Installer un SAN via iSCSI sur Linux Ubuntu Lucid Lynx 10.04
De la vitesse en blocs
Espace, intégrité et vitesse d'accès aux informations. Le stockage des données reste une des préoccupations majeurs des utilisateurs de systèmes informatiques et rime avec SAN, NAS, NFS, Fiber Channel, iSCSI...
L'accès aux NAS se vulgarise pour les petites entreprise et des offres SAN font leur apparition.
Cet article fait un point sur l'intérêt des technologies SAN et vous présente l'installation d'un SAN sur Ubuntu Lucid Lynx 10.04
Qu'est ce qu'un SAN ?
SAN signifie Storage Network Area : zone de stockage réseau.
A ne pas confondre avec le NAS - Network Attached Storage - qui est un serveur de stockage dédié relié au réseau, supportant traditionnellement les protocoles de partage réseau NetBios, AFP, FTP, NFS compatibles avec les systèmes Microsoft, Apple et Unix, et la gestion de ses disques physiques en mode RAID pour sécuriser le stockage.
Les NAS, les serveurs bureautique Microsoft ou les serveurs Linux NFS exposent des partages d'espaces de stockage vus comme des disques distants par les clients.
Alors que le SAN expose des espaces de stockage qui sont vus comme des espaces de stockage physiques locaux par les clients.
L'avantage avancé pour le SAN est sa vitesse. Il utilise des protocoles spécifiques moins lourds que NFS.
Le plus courant est le FCoE - Fibre channel Over Ethernet - qui affiche un débit théorique de 8Gb/s. Ce protocole dédié s'affranchit de la couche TCP en s'appuyant sur des cartes réseaux spécifiques.
Le deuxième est le iSCSI - Internet SCSI - limité à 2Gb/s mais moins onéreux et plus facile à intégrer en 2009. iSCSI utilise toujours TCP pour communiquer, ce qui le ralentit mais lui permet d'être utilisé indifféremment depuis une machine physique ou virtuelle, sans ajout de driver spécifique.
A défaut de disposer d'un SAN en Fibre Channel, la suite de l'article est consacrée à iSCSI, intégré au NAS QNap 509 Pro.
NFS versus SAN
Le service offert par les protocoles de partage NFS et iSCSI est différent.
Un serveur NFS gère le partage, l'intégrité, le cache des données et des méta-données et les droits d'accès à ses fichiers auprès de plusieurs clients distants.

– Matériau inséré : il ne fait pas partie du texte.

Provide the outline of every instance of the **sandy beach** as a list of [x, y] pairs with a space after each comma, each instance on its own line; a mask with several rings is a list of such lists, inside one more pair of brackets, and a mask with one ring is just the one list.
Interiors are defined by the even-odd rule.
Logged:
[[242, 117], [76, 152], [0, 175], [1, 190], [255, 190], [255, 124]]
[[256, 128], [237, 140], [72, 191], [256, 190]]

Un SAN partage un ensemble de blocs à un client unique. C'est tout.
C'est le client qui doit créer et gérer le système de fichier qui utilisera ces blocs, ainsi que les éventuelles autres fonctions nécessaires, le partage des fichiers en réseau par exemple...
Vous avez là la réponse principale au pourquoi un SAN est rapide, moins buggé et peu monter en charge plus facilement qu'un serveur NFS. La charge est répartie entre le SAN et ses clients et non centrée sur le serveur comme pour NFS.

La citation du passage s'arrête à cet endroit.